Some 50,000 of the marchers were college students and the event was overripe with student activism. If there was one theme that dominated, it was hostility to capitalism. “Capitalism = Ecocide” was one sign that caught my eye, along with “Fracking = Death,” “Consumerism is Killing the Planet,” “Nature Has Condemned Greed,” and “Capitalism is a Crime.” This is the socialist moment for the sustainability movement. The release of Naomi Klein’s new book, This Changes Everything: Capitalism vs.

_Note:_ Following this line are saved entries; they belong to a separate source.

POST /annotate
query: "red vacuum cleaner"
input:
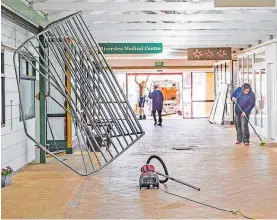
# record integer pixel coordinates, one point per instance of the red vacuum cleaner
(150, 177)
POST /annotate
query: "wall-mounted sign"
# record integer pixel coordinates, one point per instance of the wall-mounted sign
(131, 48)
(159, 63)
(223, 53)
(244, 3)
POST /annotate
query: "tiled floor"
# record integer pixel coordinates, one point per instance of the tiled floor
(230, 176)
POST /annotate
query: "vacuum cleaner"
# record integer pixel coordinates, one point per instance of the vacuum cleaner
(150, 177)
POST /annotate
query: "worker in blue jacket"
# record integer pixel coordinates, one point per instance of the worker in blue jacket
(157, 104)
(245, 98)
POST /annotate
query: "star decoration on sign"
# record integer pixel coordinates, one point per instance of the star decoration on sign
(197, 54)
(221, 53)
(209, 54)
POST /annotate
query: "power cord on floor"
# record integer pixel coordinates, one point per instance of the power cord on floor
(235, 212)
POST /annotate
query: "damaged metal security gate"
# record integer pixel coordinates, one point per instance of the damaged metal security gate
(81, 92)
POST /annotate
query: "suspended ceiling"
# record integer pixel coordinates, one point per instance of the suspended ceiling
(177, 24)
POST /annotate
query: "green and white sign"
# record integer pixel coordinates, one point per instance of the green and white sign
(131, 48)
(159, 63)
(244, 3)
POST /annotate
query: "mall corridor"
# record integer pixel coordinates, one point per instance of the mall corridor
(230, 177)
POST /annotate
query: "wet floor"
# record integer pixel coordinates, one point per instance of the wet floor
(230, 177)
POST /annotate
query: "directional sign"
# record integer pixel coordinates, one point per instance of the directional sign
(223, 53)
(131, 48)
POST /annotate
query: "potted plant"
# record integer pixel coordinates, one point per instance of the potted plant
(6, 176)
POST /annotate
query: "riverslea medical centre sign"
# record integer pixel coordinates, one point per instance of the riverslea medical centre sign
(131, 48)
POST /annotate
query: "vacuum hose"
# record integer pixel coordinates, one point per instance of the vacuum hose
(167, 177)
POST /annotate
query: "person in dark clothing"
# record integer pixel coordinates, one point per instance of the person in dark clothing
(245, 98)
(157, 104)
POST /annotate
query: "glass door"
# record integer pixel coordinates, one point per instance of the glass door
(259, 113)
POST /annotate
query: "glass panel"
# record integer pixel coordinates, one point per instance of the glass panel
(187, 95)
(199, 86)
(57, 126)
(27, 89)
(3, 109)
(258, 99)
(202, 109)
(245, 69)
(240, 79)
(228, 72)
(259, 57)
(263, 100)
(251, 74)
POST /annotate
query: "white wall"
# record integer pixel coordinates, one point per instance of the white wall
(16, 149)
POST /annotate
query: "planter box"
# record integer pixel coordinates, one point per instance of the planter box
(6, 180)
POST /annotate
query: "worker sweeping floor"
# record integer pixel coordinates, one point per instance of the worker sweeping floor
(230, 177)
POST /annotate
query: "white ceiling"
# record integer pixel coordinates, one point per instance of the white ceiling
(177, 24)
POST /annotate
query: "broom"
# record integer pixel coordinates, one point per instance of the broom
(262, 144)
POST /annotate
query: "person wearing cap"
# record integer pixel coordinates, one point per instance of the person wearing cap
(245, 98)
(157, 104)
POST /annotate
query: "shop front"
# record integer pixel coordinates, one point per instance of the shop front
(258, 67)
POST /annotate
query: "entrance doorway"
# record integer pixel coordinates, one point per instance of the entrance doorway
(169, 83)
(198, 94)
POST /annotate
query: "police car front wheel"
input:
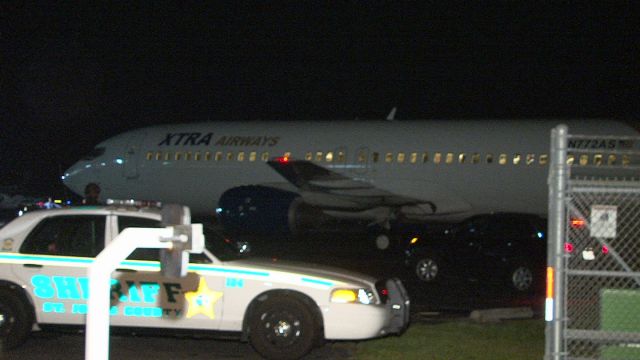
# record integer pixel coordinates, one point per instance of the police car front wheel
(15, 320)
(283, 327)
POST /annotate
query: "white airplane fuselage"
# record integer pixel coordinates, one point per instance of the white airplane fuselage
(464, 167)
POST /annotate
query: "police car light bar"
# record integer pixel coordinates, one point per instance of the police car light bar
(135, 203)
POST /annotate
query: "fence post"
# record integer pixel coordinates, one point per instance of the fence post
(554, 306)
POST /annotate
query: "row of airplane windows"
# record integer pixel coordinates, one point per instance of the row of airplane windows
(400, 157)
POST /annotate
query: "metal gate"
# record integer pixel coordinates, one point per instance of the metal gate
(593, 275)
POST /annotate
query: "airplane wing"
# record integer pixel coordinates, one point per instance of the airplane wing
(328, 189)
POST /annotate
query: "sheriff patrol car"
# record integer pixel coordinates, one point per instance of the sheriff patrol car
(282, 309)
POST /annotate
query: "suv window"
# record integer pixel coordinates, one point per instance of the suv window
(81, 235)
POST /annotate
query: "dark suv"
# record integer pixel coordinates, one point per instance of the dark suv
(509, 248)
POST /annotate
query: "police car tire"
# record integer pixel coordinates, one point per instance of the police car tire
(297, 333)
(17, 320)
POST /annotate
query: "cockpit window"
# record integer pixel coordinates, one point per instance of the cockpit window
(99, 151)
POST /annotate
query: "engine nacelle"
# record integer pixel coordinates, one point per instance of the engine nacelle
(262, 210)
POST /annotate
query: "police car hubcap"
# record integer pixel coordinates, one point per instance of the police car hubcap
(283, 328)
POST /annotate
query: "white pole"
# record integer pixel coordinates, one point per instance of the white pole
(99, 302)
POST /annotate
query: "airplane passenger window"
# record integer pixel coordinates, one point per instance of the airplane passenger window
(626, 161)
(531, 159)
(449, 159)
(597, 159)
(570, 159)
(489, 158)
(329, 156)
(584, 160)
(362, 156)
(544, 158)
(516, 159)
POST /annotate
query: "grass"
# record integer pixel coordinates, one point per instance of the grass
(461, 339)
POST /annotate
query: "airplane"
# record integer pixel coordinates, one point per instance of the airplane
(289, 176)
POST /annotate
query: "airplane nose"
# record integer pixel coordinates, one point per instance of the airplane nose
(76, 177)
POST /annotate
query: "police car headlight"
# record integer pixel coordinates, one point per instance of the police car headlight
(359, 296)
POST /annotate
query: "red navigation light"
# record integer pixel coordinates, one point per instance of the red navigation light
(577, 223)
(568, 247)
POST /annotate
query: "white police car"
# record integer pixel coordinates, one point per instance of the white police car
(282, 309)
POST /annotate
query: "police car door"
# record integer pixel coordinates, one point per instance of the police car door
(142, 297)
(56, 256)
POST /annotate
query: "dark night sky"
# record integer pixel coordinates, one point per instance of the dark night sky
(73, 75)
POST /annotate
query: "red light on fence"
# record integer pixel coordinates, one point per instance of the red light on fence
(568, 247)
(577, 223)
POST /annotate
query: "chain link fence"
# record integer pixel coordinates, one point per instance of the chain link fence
(593, 279)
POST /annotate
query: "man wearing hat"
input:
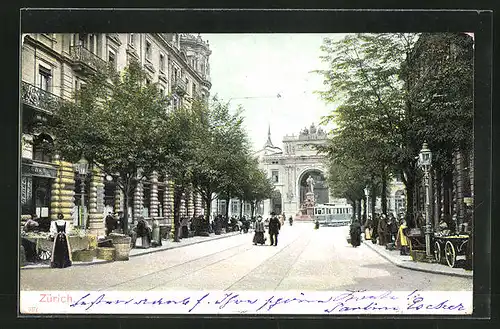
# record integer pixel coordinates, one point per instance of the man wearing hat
(274, 228)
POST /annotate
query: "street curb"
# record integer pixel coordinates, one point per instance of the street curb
(225, 235)
(414, 268)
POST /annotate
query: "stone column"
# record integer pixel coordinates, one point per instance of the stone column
(119, 199)
(168, 202)
(183, 205)
(138, 199)
(62, 192)
(96, 203)
(190, 203)
(198, 205)
(154, 203)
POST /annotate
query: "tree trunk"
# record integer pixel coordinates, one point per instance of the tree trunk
(410, 198)
(206, 218)
(364, 210)
(447, 200)
(125, 211)
(383, 196)
(439, 194)
(228, 199)
(373, 194)
(178, 191)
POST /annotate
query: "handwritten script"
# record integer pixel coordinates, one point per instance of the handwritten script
(285, 302)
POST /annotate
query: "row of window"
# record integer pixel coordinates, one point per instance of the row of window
(332, 211)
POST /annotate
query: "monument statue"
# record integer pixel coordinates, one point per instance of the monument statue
(310, 184)
(312, 129)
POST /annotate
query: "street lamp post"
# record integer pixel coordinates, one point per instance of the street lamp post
(82, 167)
(425, 162)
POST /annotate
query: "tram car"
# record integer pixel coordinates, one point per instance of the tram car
(333, 214)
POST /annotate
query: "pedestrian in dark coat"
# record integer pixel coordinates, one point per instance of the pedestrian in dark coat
(375, 228)
(258, 237)
(355, 232)
(61, 250)
(383, 231)
(274, 228)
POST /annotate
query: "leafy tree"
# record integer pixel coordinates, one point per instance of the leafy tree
(223, 143)
(116, 122)
(374, 125)
(257, 186)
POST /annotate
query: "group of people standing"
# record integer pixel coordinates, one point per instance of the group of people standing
(386, 230)
(274, 228)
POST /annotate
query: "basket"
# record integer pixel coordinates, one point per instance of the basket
(83, 255)
(122, 248)
(105, 253)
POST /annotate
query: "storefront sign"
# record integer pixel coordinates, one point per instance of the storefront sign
(35, 170)
(26, 194)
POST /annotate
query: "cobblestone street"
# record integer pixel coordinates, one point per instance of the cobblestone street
(304, 259)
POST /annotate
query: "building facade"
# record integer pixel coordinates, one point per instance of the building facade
(53, 67)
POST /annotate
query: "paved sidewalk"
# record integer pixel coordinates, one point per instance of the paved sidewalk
(406, 262)
(166, 245)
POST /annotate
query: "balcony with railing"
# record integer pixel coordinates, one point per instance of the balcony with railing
(179, 87)
(84, 59)
(38, 98)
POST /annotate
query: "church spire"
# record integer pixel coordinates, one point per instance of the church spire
(269, 143)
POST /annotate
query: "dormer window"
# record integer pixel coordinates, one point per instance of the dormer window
(162, 62)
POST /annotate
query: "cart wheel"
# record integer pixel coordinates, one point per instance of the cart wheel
(44, 255)
(450, 253)
(437, 251)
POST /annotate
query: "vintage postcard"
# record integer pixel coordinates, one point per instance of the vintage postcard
(247, 173)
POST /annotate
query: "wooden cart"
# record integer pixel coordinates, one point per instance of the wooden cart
(450, 247)
(43, 247)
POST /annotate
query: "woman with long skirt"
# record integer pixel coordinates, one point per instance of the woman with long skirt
(258, 237)
(61, 250)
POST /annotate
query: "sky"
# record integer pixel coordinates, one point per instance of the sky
(252, 69)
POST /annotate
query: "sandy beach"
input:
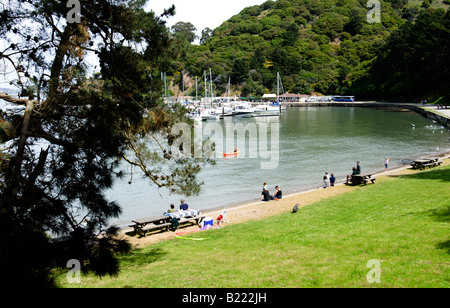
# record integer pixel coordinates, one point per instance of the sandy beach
(260, 210)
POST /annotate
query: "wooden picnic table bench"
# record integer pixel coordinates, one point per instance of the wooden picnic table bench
(427, 162)
(359, 179)
(144, 226)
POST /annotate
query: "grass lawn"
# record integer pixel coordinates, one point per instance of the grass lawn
(403, 223)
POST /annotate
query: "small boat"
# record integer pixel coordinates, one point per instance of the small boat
(230, 154)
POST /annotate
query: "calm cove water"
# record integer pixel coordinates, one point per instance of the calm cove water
(302, 145)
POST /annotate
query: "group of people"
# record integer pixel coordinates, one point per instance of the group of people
(265, 195)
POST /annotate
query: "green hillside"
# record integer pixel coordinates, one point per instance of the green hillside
(326, 46)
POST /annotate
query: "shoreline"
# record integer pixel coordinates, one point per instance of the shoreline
(256, 210)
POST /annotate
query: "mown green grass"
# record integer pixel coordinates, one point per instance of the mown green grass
(403, 223)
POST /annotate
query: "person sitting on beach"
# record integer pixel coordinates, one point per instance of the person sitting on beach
(278, 193)
(332, 180)
(265, 196)
(172, 209)
(183, 206)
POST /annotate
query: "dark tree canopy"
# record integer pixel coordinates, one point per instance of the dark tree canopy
(64, 148)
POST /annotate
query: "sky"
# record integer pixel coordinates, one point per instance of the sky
(202, 13)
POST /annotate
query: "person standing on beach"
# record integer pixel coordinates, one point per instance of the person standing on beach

Climate has both captured the hardening tone of sustainatopians and accelerated their descent into blind opposition to modernity.

A march that draws this many people to the streets of Manhattan is definitely an event worth noting, but it is easy to exaggerate its importance. In many respects it was an assembly for the leftist fringe. The anarchist contingent showed up. So did pseudo-Aztec warriors in colorful feathers and death-cult regalia. The organizers handed out do-it-yourself signs that declared, “I am marching for ___________.”  The answer ranged from “The Oregon Coast” to “my grandchildren.”  One young man in an excess of candor filled in “exercise.”

There were, of course, a lot of celebrities and an even greater number of reporters.  Robert Kennedy, Jr., embarrassed himself in an impromptu interview with PJTV’s Michelle Fields, who pressed him on whether his commitment to the environment would cause him to give up his cell phone.  Kennedy said no, and emphasized that he advocated political changes on the national scale, not lifestyle changes for individuals.

Kennedy’s comment is at odds with the larger spirit of the movement which is filled with people who very much see the necessity of lifestyle changes as an essential part of the sustainability agenda. One marcher talking to a reporter for Reason TV offered as his solution, “Turn everything off.”  The reporter replied, “I really need my cell phone,” to which the marcher succinctly answered, “I don’t.”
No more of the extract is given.